There are two types of rule sets: audit and protection.

They serve different purposes depending on the rule set to which the security rules belong. In a protection rule set, the rules allow you to block attacks on workstations, detect privilege escalation attempts, and manage access to various applications, networks, devices, etc. In an audit rule set, they allow you to generate logs only to monitor activity in your pool, and if necessary, reconstruct the context of an attack.
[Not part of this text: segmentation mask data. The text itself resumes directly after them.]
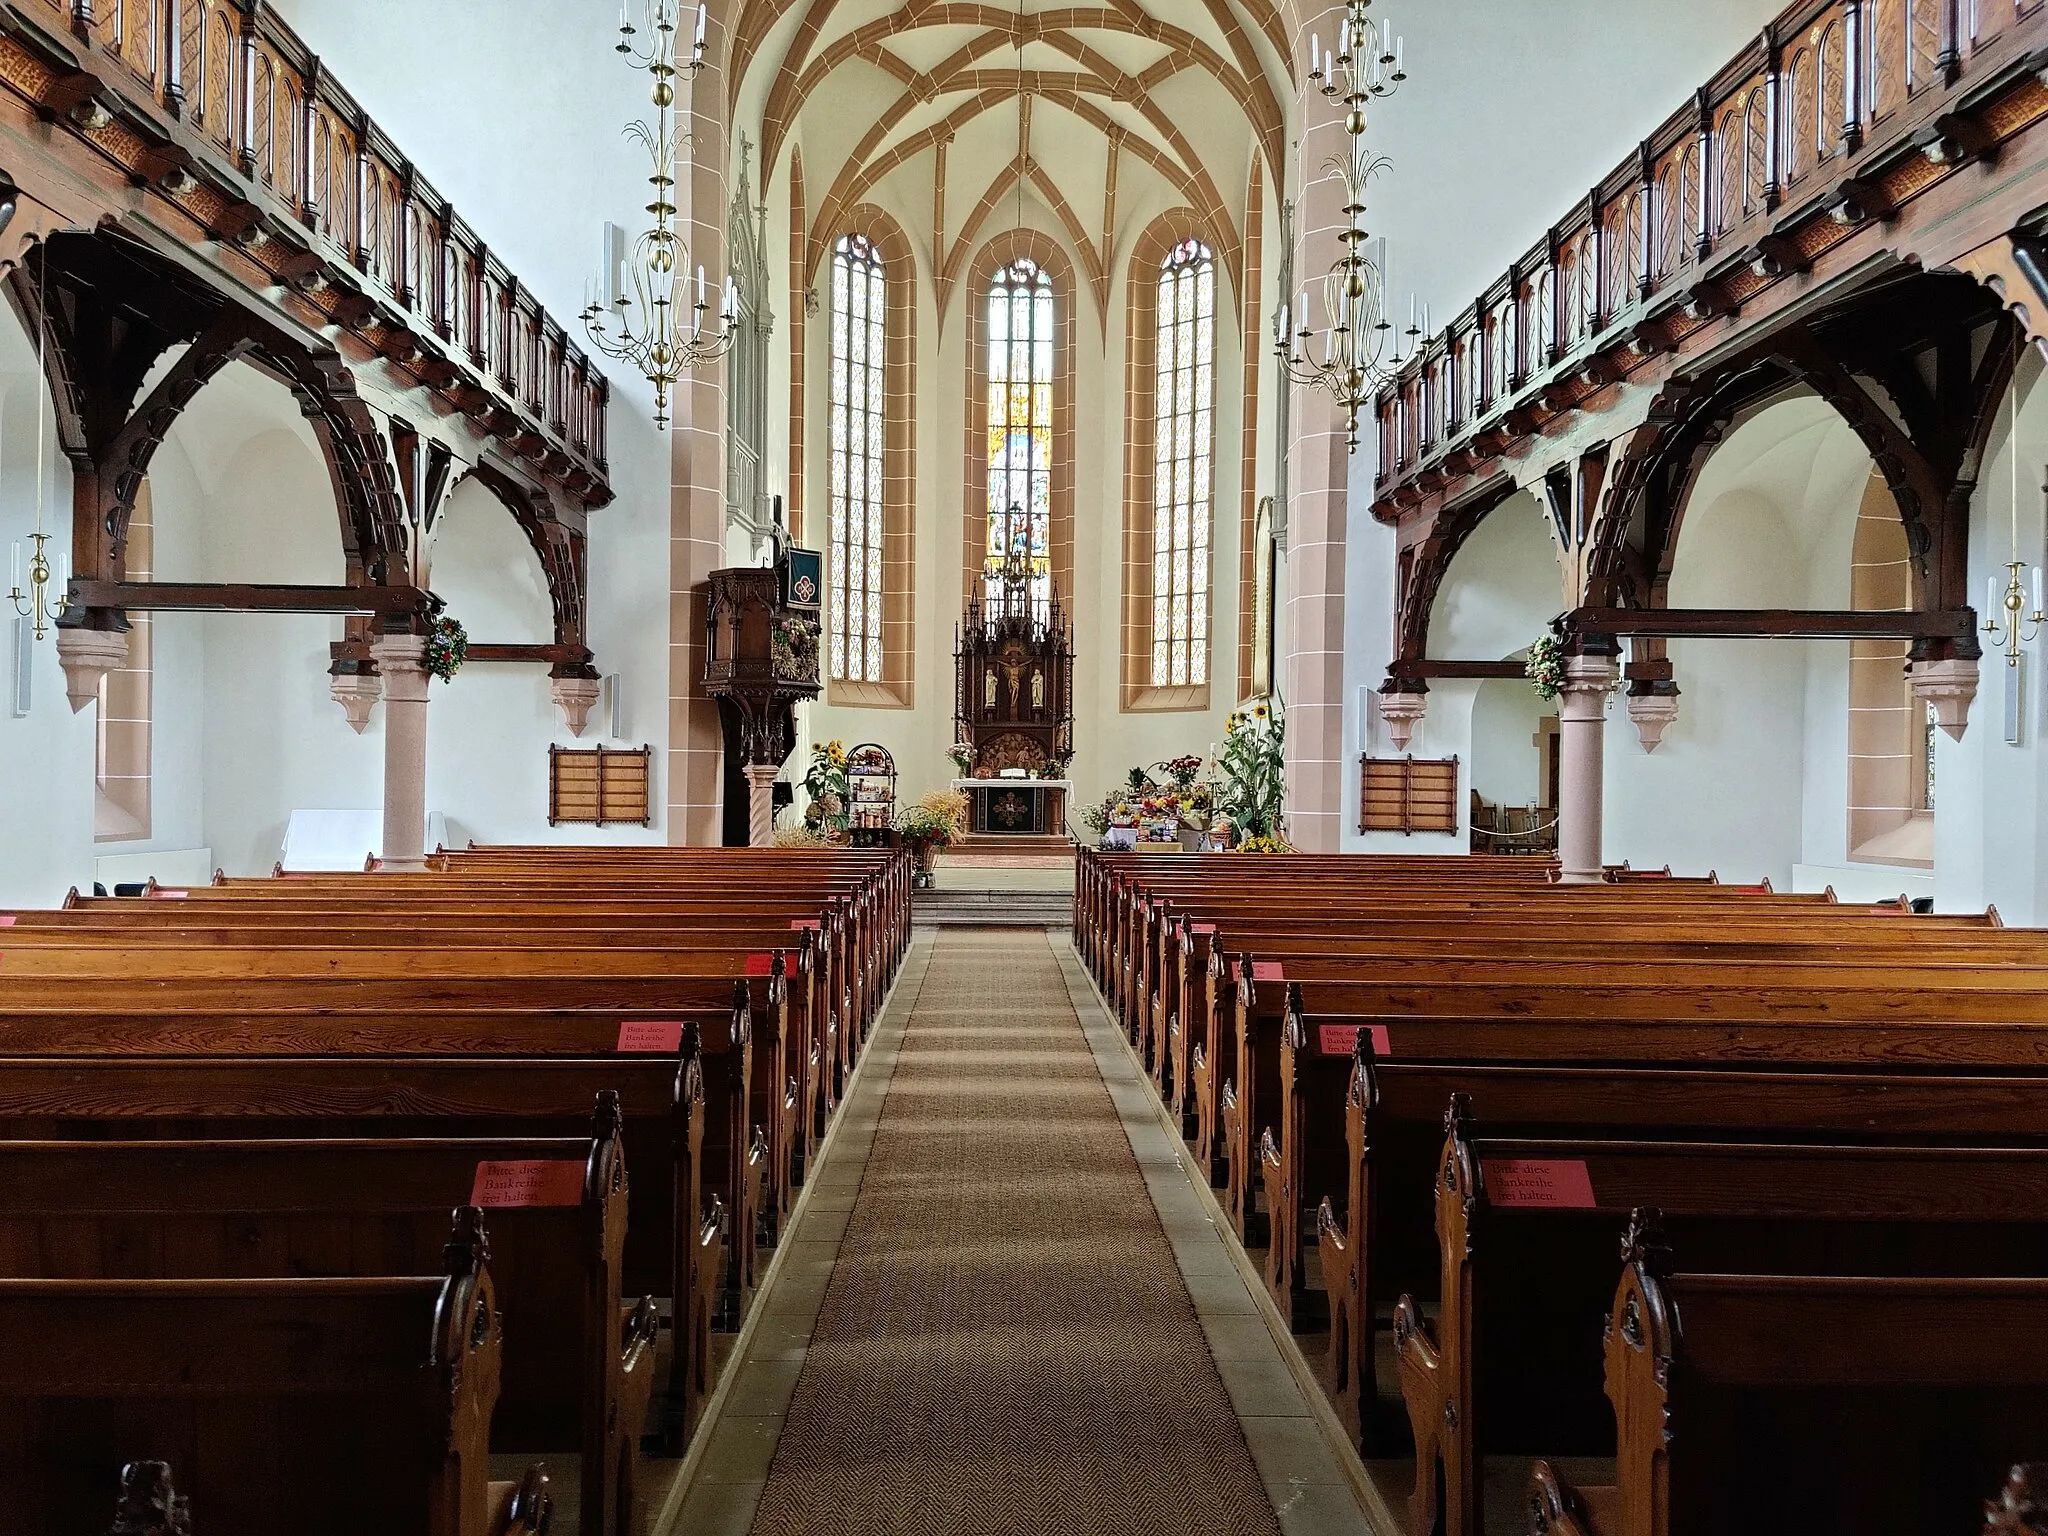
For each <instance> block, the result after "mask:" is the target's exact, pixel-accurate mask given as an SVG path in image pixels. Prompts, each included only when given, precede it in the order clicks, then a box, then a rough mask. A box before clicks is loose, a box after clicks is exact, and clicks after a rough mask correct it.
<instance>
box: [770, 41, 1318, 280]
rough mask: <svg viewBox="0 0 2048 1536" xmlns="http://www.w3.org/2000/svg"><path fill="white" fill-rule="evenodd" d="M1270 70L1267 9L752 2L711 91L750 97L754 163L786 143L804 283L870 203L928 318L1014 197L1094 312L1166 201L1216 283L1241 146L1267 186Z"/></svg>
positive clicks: (1247, 160)
mask: <svg viewBox="0 0 2048 1536" xmlns="http://www.w3.org/2000/svg"><path fill="white" fill-rule="evenodd" d="M1284 72H1286V43H1284V33H1282V25H1280V14H1278V6H1276V0H1079V2H1077V4H1042V2H1040V0H1018V4H1010V6H1006V4H977V2H967V0H924V2H920V0H760V2H758V4H745V6H743V8H741V10H739V20H737V29H735V41H733V70H731V74H729V80H733V82H735V96H733V98H735V102H745V104H748V106H752V104H756V102H758V104H760V121H762V164H764V166H770V168H774V166H780V162H782V156H784V152H786V150H788V145H791V143H793V141H797V139H801V145H803V164H805V178H803V180H805V195H807V207H805V209H801V219H799V227H801V229H803V231H805V250H803V254H801V256H803V272H805V276H807V279H811V281H815V276H817V272H819V270H821V262H823V260H825V256H827V252H829V246H831V240H834V238H836V236H838V233H842V229H840V223H842V221H844V217H846V213H848V211H850V209H854V207H856V205H860V203H862V201H870V199H872V201H883V203H887V205H891V207H895V209H897V211H901V213H903V215H905V223H907V225H909V236H911V238H913V240H915V242H918V244H920V246H924V250H926V256H928V262H930V270H932V272H934V276H936V283H938V299H940V313H944V307H946V303H948V297H950V291H952V287H954V283H956V281H961V279H963V276H965V270H963V268H965V262H967V258H969V256H971V254H973V252H975V250H979V248H981V244H985V240H987V238H989V236H991V233H995V231H997V229H1001V227H1004V225H1006V217H1004V211H1006V209H1010V207H1012V205H1014V199H1016V197H1018V193H1020V190H1028V195H1030V197H1032V199H1034V201H1036V203H1038V205H1042V207H1044V209H1049V211H1051V213H1053V217H1055V219H1057V221H1059V225H1061V229H1063V233H1065V240H1067V244H1069V246H1071V248H1073V252H1075V256H1077V258H1079V266H1081V274H1083V276H1085V281H1087V287H1090V289H1092V293H1094V297H1096V303H1098V307H1106V303H1108V287H1110V270H1112V266H1114V262H1116V254H1118V250H1120V248H1122V246H1124V244H1128V240H1133V238H1135V233H1137V229H1135V225H1137V223H1143V221H1149V219H1153V217H1157V213H1159V211H1161V209H1167V207H1182V205H1184V207H1188V209H1192V211H1194V213H1196V217H1198V219H1200V223H1202V225H1206V227H1208V229H1210V231H1212V240H1214V246H1217V254H1219V258H1221V260H1223V264H1225V266H1227V270H1229V276H1231V283H1233V289H1235V287H1237V281H1239V279H1241V272H1243V238H1245V231H1243V229H1241V227H1239V225H1241V211H1243V207H1245V193H1247V180H1249V172H1251V156H1247V154H1245V143H1247V137H1249V141H1251V143H1253V145H1255V154H1257V156H1264V160H1266V166H1268V182H1272V180H1276V176H1274V174H1272V172H1276V170H1278V168H1280V164H1282V152H1284V115H1282V106H1280V102H1282V90H1280V84H1278V82H1282V80H1284ZM743 117H745V113H743V115H741V121H743Z"/></svg>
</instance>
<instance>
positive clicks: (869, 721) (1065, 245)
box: [770, 176, 1272, 827]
The Threats tab in rule sets does not always list the same protections, as this depends on whether you are looking at a protection rule set or audit rule set. For more information, see the section Managing vulnerability exploitation.

Likewise, temporary web access and Wi-Fi card activation can only be managed in a protection rule set.

In protection rule sets, the agent evaluates rules individually and in this order:

  • If an action is prohibited for a resource, the agent will generate a log, block the action and stop scanning any other rules that apply to this resource.
  • If an action is explicitly allowed for a resource, the agent will allow it and stop scanning any other rules that apply to this resource.
  • If a rule does not apply to a resource, the agent will continue scanning the rules that follow.

Use this mode to protect your workstations from malicious activity, and restrict access to protect your device pool from dangerous user behavior.

In protection rule sets, all rules that control access to resources or devices have a Passive rule mode. Passive rules behave like standard rules but do not actually block any actions. The agent only generates logs that indicate which actions security rules would have blocked.
Use this mode to test new restriction rules, find out their impact, and make the necessary adjustments before disabling Passive rule mode.

In audit rule sets, if Audit is selected as the action in a rule, the agent sends logs to indicate the actions performed by applications. The agent scans all the rules that follow in all cases.
Use this mode to monitor access to certain resources and send relevant information to the administrator without blocking access, so that abnormal behavior can be detected.

Audit rules can also be configured to monitor collaborators’ activity: the applications that they use most often, or the versions of the applications that they use for example.

To prevent too many logs from being generated, create precise rules that do not cover too wide a range of resources or applications.

Audit rules can be used transparently in SES Evolution if you choose not to show logs on the agent or console, or if you choose not to send them to a syslog server. However, during an attack, the logs generated and saved on the agent can help to reconstruct the context of the attack, which is illustrated in a chart. For further information, refer to the section Analyzing incidents to understand attacks.

In audit rules, each action can be set to: Allow or Audit. Allow means that the rule will not do anything. It may be useful when you want to configure a default action and one or several specific actions in a rule. You can select Audit for specific actions and Allow for the default action. It is also useful when there are several actions available for a resource and you want to monitor only one type of action.